My tap water is PH 8.2 / KH 11 / GH 13. I have been reading that high KH values reduce the waters ability to absorb Co2, and this is reflected in those PH/KH/Co2 charts.

The general advice seems to be to not 'fight' the parameters of your tap water as this often results in unstable conditions, and the better approach is to stick with your tap water and choose plants and fish which like those parameters.

Based on the above, and the fact that I will be injecting pressurised Co2 in to my tank, is it a good idea to use a 'complete' substrate such as ADA Amazonia which will lower PH & KH?

My understanding is that this could be good because it will increase the waters ability to absorb Co2, and ammonia will be in a less toxic form, but it is still altering my tap water which goes against the general advice I have read.

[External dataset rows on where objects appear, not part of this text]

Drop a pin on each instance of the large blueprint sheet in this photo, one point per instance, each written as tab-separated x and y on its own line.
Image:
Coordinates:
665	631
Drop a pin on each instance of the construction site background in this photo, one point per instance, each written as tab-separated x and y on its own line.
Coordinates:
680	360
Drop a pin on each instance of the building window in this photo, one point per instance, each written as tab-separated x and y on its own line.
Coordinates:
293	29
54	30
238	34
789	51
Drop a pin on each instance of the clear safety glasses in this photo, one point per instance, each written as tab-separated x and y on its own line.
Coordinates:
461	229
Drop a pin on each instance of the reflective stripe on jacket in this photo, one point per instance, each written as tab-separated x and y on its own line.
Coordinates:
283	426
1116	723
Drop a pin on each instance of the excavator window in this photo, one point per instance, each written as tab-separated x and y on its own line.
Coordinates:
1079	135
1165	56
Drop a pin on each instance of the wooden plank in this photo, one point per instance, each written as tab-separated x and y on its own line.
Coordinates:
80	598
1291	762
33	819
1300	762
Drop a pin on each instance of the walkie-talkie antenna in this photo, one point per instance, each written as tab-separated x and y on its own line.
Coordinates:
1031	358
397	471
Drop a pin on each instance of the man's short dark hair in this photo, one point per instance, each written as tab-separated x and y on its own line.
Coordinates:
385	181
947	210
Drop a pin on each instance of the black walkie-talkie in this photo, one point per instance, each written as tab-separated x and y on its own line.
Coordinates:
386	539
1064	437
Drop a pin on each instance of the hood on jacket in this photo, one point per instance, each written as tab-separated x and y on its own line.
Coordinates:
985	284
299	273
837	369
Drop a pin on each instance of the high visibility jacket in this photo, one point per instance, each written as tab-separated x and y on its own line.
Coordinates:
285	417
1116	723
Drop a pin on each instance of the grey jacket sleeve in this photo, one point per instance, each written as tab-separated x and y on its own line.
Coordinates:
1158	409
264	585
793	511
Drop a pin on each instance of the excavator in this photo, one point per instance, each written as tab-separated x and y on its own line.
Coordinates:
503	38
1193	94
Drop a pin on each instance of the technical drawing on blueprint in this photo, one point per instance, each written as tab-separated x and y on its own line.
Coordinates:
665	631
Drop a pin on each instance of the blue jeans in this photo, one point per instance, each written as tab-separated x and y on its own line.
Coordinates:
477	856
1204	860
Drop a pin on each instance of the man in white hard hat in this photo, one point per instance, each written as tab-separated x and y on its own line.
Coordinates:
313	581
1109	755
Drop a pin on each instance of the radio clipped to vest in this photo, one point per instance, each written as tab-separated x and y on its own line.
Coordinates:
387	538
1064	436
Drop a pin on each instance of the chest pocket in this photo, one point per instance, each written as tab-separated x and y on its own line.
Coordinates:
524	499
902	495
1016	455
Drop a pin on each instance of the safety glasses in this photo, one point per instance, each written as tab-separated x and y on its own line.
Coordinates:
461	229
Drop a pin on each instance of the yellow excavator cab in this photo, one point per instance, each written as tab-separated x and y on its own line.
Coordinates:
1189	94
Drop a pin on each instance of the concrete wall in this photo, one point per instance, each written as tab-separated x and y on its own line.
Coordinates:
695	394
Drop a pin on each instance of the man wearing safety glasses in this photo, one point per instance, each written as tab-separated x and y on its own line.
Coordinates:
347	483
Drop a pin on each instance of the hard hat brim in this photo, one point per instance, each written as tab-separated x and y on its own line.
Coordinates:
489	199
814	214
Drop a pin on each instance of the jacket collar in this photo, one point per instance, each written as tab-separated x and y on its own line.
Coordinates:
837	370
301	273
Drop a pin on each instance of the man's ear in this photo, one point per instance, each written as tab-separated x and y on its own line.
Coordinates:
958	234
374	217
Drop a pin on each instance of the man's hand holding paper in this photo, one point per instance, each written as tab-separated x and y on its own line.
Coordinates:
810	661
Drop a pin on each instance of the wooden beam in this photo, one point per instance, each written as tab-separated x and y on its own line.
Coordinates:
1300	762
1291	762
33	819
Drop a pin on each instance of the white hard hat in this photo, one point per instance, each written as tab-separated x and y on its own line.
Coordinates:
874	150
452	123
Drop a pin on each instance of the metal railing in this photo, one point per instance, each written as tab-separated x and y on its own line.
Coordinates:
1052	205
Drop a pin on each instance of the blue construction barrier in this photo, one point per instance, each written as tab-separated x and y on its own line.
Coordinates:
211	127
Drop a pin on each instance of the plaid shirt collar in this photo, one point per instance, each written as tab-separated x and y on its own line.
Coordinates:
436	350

What confuses me even further is that when I do a 50% WC with my tap water, the chemistry will be different from what is in the tank because of the substrates influence, and surely this will be causing those unstable conditions that I was supposed to be avoiding.

So in summary my questions are:

1. Should I chose an inert substrate, or one which will lower KH & PH.

2. Should I be looking to lower my KH and PH values for better Co2 absorbency and less toxic ammonia, which in turn will allow me to keep some species that I desire which prefer slightly softer water....
OR should I be choosing fish and plants for my harder tap water and just accepting that Co2 absorbency will be more difficult and more toxic ammonia could exist ?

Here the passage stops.